Show that $k \cong k_1$.

$A, B \in k$, thus $OA=OB=r$, thus $O \in S_c$

$A, B \in k_1$, thus $O_1A=O_1B=r_1$, thus $O_1 \in S_c$, thus $OO_1 \equiv S_C$

$OO_1 \bot AB, OO_1 \cap AB = P : AP=PB$.

I don't know how from here to show that $AO = AO_1$. Thank you in advance!

Answer 1

Easier: reflect $H$ in $AB$ to a point $H'$. We will show that $H'$ lies on the circumcircle of $ABC$, hence the circumradius of $ABC=ABH'$ and $ABH$ are equal.
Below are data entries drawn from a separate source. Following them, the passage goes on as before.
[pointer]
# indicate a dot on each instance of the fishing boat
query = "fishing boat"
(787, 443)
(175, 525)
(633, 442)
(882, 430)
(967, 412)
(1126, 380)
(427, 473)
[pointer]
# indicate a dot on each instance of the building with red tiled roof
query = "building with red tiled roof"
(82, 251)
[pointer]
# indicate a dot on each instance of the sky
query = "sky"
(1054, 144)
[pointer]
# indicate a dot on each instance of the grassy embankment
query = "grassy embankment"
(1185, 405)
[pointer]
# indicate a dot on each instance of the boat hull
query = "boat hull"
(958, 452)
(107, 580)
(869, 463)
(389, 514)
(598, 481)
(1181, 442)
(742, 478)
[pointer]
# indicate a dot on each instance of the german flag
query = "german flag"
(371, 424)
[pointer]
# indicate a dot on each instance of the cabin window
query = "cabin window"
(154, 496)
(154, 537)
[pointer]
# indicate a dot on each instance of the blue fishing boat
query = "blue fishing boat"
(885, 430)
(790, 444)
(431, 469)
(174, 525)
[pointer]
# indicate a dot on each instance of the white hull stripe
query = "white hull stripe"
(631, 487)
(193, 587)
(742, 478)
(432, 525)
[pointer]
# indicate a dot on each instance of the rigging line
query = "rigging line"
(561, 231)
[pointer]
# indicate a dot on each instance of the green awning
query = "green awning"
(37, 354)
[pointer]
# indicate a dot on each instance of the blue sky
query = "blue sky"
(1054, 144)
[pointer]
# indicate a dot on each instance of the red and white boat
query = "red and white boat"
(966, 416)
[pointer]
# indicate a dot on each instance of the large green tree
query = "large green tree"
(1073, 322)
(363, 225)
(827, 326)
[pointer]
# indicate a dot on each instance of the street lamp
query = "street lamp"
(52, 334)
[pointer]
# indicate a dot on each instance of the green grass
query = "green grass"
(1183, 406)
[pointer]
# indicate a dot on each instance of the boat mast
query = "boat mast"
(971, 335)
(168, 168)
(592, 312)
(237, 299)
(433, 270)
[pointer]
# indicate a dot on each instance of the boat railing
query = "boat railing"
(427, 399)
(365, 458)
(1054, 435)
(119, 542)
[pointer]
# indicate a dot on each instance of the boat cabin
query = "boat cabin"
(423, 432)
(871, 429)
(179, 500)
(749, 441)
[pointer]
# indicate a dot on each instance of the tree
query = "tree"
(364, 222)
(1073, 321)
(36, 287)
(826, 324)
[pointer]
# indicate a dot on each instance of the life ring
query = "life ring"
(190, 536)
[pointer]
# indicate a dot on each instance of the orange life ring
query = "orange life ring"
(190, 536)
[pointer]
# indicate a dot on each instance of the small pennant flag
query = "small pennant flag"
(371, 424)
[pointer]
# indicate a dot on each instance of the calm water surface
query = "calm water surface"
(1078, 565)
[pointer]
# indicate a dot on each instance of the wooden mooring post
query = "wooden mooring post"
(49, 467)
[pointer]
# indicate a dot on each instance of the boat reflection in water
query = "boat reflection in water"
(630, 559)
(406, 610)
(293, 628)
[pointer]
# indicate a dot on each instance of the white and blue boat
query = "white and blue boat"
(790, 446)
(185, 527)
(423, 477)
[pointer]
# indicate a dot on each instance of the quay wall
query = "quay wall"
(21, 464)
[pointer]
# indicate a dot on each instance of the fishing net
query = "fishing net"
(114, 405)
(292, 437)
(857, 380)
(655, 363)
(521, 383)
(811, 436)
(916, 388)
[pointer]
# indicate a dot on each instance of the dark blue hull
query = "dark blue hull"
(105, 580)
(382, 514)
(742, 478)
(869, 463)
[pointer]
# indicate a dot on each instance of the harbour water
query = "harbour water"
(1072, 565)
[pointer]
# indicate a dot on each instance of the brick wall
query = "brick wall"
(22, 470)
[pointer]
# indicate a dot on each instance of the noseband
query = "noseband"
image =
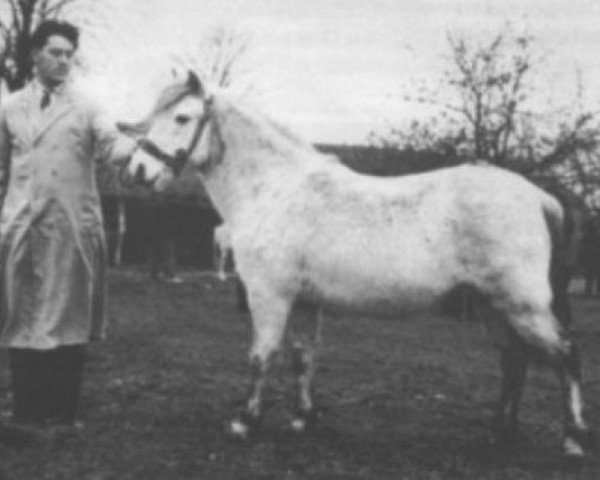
(178, 160)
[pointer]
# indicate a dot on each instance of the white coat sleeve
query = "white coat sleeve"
(111, 146)
(5, 152)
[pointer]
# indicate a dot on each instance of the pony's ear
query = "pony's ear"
(194, 83)
(134, 130)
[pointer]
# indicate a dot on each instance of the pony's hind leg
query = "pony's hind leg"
(577, 435)
(545, 338)
(304, 349)
(269, 318)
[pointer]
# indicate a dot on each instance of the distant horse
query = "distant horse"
(305, 228)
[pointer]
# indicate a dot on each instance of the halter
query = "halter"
(178, 160)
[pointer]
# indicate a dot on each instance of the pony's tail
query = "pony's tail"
(560, 230)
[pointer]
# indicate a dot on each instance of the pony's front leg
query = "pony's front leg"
(304, 350)
(269, 317)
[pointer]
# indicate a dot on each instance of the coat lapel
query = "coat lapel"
(61, 105)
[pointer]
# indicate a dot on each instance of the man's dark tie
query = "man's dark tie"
(45, 99)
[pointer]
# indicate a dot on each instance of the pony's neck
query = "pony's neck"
(260, 159)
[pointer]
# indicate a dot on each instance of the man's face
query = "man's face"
(54, 60)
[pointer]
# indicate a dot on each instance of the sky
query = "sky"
(334, 70)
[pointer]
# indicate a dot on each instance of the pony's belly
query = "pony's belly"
(374, 299)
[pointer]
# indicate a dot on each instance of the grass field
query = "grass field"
(407, 399)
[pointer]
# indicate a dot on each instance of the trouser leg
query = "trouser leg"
(28, 377)
(46, 383)
(65, 382)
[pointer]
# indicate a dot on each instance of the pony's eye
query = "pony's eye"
(182, 119)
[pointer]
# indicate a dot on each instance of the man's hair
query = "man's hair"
(54, 27)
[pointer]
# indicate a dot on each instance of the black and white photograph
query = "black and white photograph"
(299, 239)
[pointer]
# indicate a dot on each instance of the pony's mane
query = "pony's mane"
(272, 133)
(169, 96)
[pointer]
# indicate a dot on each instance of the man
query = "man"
(52, 247)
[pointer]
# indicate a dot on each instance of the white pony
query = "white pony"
(222, 251)
(306, 229)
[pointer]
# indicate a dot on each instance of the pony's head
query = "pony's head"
(178, 131)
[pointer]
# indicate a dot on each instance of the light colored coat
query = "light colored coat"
(52, 246)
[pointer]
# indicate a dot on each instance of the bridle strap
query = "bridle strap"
(180, 158)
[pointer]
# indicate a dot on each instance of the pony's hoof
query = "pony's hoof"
(298, 425)
(572, 450)
(238, 430)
We have $\angle HAB=90^\circ-\angle ABC$, $\angle HBA=90^\circ-\angle CAB$. Hence $$ \angle AH'B= \angle AHB=180^\circ-\angle HAB-\angle HBA =\angle ABC + \angle CAB = 180^\circ - \angle ACB $$ so $AH'BC$ concyclic, i.e., $H'$ lies on the circumcircle of $ABC$.